Zahl der Hitzetoten

Hitzebedingte Übersterblichkeit hat vielfältige Gründe

27.07.2023, 18:16 (CEST), letztes Update: 27.07.2023, 18:16 (CEST)

Hitzewellen sind belastend für den menschlichen Körper und können lebensgefährlich werden. Zu sogenannten Hitzetoten gibt es jedes Jahr Schätzungen - die manche für stark übertrieben halten. Wie kommen sie zustande?

Heiße Tage, wenig Abkühlung nachts - solche Wetterbedingungen sind für sehr viele Menschen unangenehm, können aber auch ernsthaft krank machen oder das Leben kosten. Eine im Sommer 2023 veröffentlichte Studie geht von mehr als 60 000 Hitzetoten in Europa im Jahr 2022 aus. In Wirklichkeit seien 2022 gerade einmal 16 Hitzetode in Deutschland gezählt worden, wird in sozialen Netzwerken behauptet - unter Berufung auf eine Sendung eines rechtsalternativen Senders.

Bewertung

Als Hitzetote zählen nicht nur Menschen, die unmittelbar an den Folgen eines Sonnenstichs oder Hitzschlags sterben. Die Kombination aus Hitze und Vorerkrankungen erhöht das Sterberisiko, es kommt zu einer sogenannten Übersterblichkeit in heißen Phasen. Für 2022 gibt es bisher keine konkrete Todesursachenstatistik aus Deutschland.

Fakten

Wer an den Folgen von Hitze stirbt, tut das nur in seltenen Fällen ursächlich aufgrund der direkten Hitzeeinwirkung. «Die meisten "Hitzetoten" sterben nicht akut, sondern während einer längeren Phase mit sehr hohen Umgebungstemperaturen. Meist an einer Krankheit, die durch die lang andauernde Hitze forciert wurde (wie z.B. Herz-Kreislauferkrankungen bei älteren Personen)», teilte dazu Statistik Austria dem dpa-Faktencheck mit. Als Todesursache wird dann nicht Hitze angegeben, sondern die Vorerkrankung.

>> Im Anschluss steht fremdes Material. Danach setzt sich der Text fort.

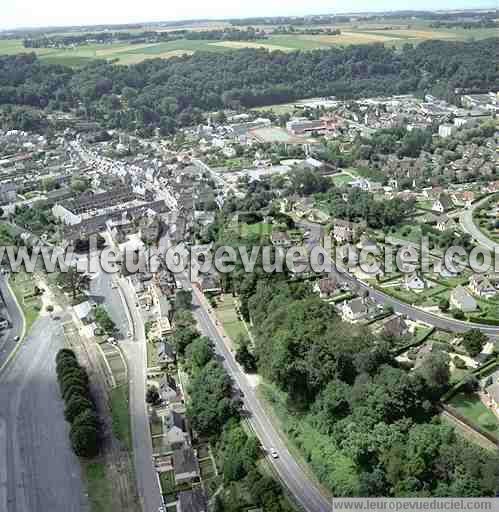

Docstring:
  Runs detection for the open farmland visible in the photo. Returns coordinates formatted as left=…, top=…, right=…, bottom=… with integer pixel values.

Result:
left=0, top=20, right=497, bottom=67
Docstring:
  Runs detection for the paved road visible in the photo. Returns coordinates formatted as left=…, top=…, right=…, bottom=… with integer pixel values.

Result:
left=0, top=317, right=88, bottom=512
left=90, top=264, right=163, bottom=512
left=459, top=196, right=499, bottom=254
left=180, top=277, right=331, bottom=512
left=299, top=222, right=499, bottom=340
left=0, top=274, right=23, bottom=368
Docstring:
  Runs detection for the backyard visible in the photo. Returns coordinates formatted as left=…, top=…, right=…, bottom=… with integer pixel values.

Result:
left=449, top=392, right=499, bottom=436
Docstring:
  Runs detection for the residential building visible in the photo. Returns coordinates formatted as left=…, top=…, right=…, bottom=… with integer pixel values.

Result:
left=435, top=214, right=457, bottom=231
left=381, top=315, right=409, bottom=338
left=156, top=341, right=177, bottom=365
left=173, top=447, right=199, bottom=485
left=158, top=374, right=182, bottom=403
left=333, top=219, right=367, bottom=243
left=314, top=277, right=340, bottom=299
left=404, top=272, right=427, bottom=292
left=469, top=274, right=499, bottom=299
left=163, top=410, right=190, bottom=450
left=340, top=297, right=369, bottom=324
left=0, top=182, right=17, bottom=204
left=431, top=194, right=453, bottom=213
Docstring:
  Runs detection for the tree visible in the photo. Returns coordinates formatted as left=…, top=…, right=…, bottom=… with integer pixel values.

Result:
left=438, top=298, right=450, bottom=313
left=418, top=352, right=450, bottom=399
left=70, top=425, right=99, bottom=458
left=187, top=360, right=237, bottom=435
left=463, top=329, right=488, bottom=357
left=186, top=336, right=213, bottom=372
left=146, top=386, right=161, bottom=405
left=95, top=306, right=116, bottom=334
left=73, top=409, right=99, bottom=430
left=64, top=396, right=94, bottom=423
left=173, top=327, right=199, bottom=356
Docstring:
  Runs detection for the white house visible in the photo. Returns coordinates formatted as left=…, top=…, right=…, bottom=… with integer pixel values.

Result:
left=469, top=274, right=498, bottom=299
left=404, top=272, right=427, bottom=292
left=341, top=297, right=368, bottom=324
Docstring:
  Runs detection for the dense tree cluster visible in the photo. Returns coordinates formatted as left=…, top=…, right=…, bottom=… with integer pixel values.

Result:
left=318, top=188, right=415, bottom=229
left=249, top=282, right=499, bottom=497
left=0, top=39, right=497, bottom=134
left=56, top=349, right=99, bottom=457
left=174, top=292, right=292, bottom=512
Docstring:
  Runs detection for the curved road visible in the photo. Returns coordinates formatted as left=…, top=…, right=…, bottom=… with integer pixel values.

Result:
left=0, top=316, right=88, bottom=512
left=177, top=274, right=332, bottom=512
left=0, top=274, right=24, bottom=372
left=90, top=266, right=163, bottom=512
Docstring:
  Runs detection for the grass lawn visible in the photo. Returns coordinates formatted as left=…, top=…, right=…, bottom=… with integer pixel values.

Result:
left=215, top=294, right=248, bottom=343
left=449, top=393, right=499, bottom=436
left=386, top=224, right=421, bottom=243
left=331, top=173, right=353, bottom=187
left=111, top=384, right=132, bottom=452
left=0, top=23, right=497, bottom=67
left=9, top=272, right=42, bottom=333
left=83, top=462, right=112, bottom=512
left=159, top=471, right=175, bottom=494
left=152, top=436, right=171, bottom=454
left=147, top=341, right=158, bottom=368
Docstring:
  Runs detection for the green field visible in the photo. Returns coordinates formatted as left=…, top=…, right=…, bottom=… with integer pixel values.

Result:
left=215, top=294, right=248, bottom=343
left=449, top=393, right=499, bottom=436
left=83, top=462, right=112, bottom=512
left=9, top=272, right=42, bottom=333
left=0, top=20, right=497, bottom=66
left=111, top=385, right=133, bottom=453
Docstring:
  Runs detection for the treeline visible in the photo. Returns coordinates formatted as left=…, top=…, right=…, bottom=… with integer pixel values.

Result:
left=56, top=349, right=99, bottom=457
left=23, top=27, right=266, bottom=48
left=0, top=39, right=497, bottom=135
left=249, top=280, right=499, bottom=497
left=173, top=291, right=293, bottom=512
left=272, top=25, right=341, bottom=36
left=319, top=188, right=416, bottom=229
left=430, top=19, right=498, bottom=29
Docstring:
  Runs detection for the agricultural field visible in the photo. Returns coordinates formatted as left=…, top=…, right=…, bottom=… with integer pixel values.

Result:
left=0, top=20, right=497, bottom=67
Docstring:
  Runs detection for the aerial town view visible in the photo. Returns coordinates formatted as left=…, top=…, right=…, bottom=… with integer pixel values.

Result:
left=0, top=0, right=499, bottom=512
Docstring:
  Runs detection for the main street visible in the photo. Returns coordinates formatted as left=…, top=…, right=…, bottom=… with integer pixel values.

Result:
left=0, top=313, right=88, bottom=512
left=0, top=274, right=24, bottom=369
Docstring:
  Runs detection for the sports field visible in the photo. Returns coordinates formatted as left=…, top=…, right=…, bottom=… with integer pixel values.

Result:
left=0, top=22, right=497, bottom=66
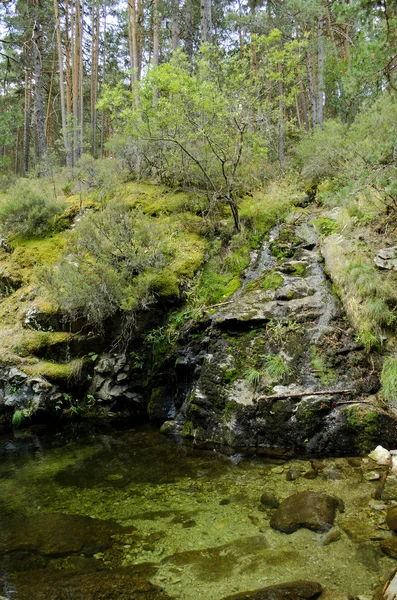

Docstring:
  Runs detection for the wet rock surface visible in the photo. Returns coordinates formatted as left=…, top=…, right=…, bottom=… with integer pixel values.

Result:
left=270, top=492, right=343, bottom=533
left=0, top=568, right=170, bottom=600
left=0, top=514, right=135, bottom=560
left=160, top=216, right=397, bottom=452
left=223, top=581, right=322, bottom=600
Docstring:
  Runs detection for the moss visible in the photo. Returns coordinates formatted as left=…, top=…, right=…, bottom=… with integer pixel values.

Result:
left=262, top=273, right=284, bottom=291
left=24, top=359, right=82, bottom=383
left=222, top=366, right=239, bottom=385
left=310, top=346, right=337, bottom=385
left=11, top=329, right=69, bottom=357
left=313, top=217, right=339, bottom=236
left=151, top=269, right=179, bottom=300
left=182, top=421, right=194, bottom=437
left=346, top=406, right=379, bottom=452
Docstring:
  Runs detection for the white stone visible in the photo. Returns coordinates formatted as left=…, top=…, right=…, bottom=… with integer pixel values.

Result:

Auch das deutsche Robert Koch Institut (RKI) nennt eine Vielzahl von Gründen für hitzebedingte Todesfälle: sie reichten «von Todesfällen durch Hitzeschlag bis hin zu komplexeren Konstellationen, etwa bei Menschen mit vorbestehenden Herz-Kreislauf- oder Lungenerkrankungen». Deshalb müsse die Anzahl der mit Hitze im Zusammenhang stehenden Todesfälle geschätzt werden, erklärt dazu die Statistik Austria. Es werde abgeschätzt, wie viele Personen in einer Hitzewelle mehr stürben, als erwartbar wäre. «Dies setzt eine komplexe Modellrechnung voraus (welche laufend weiterentwickelt wird)», heißt es dazu.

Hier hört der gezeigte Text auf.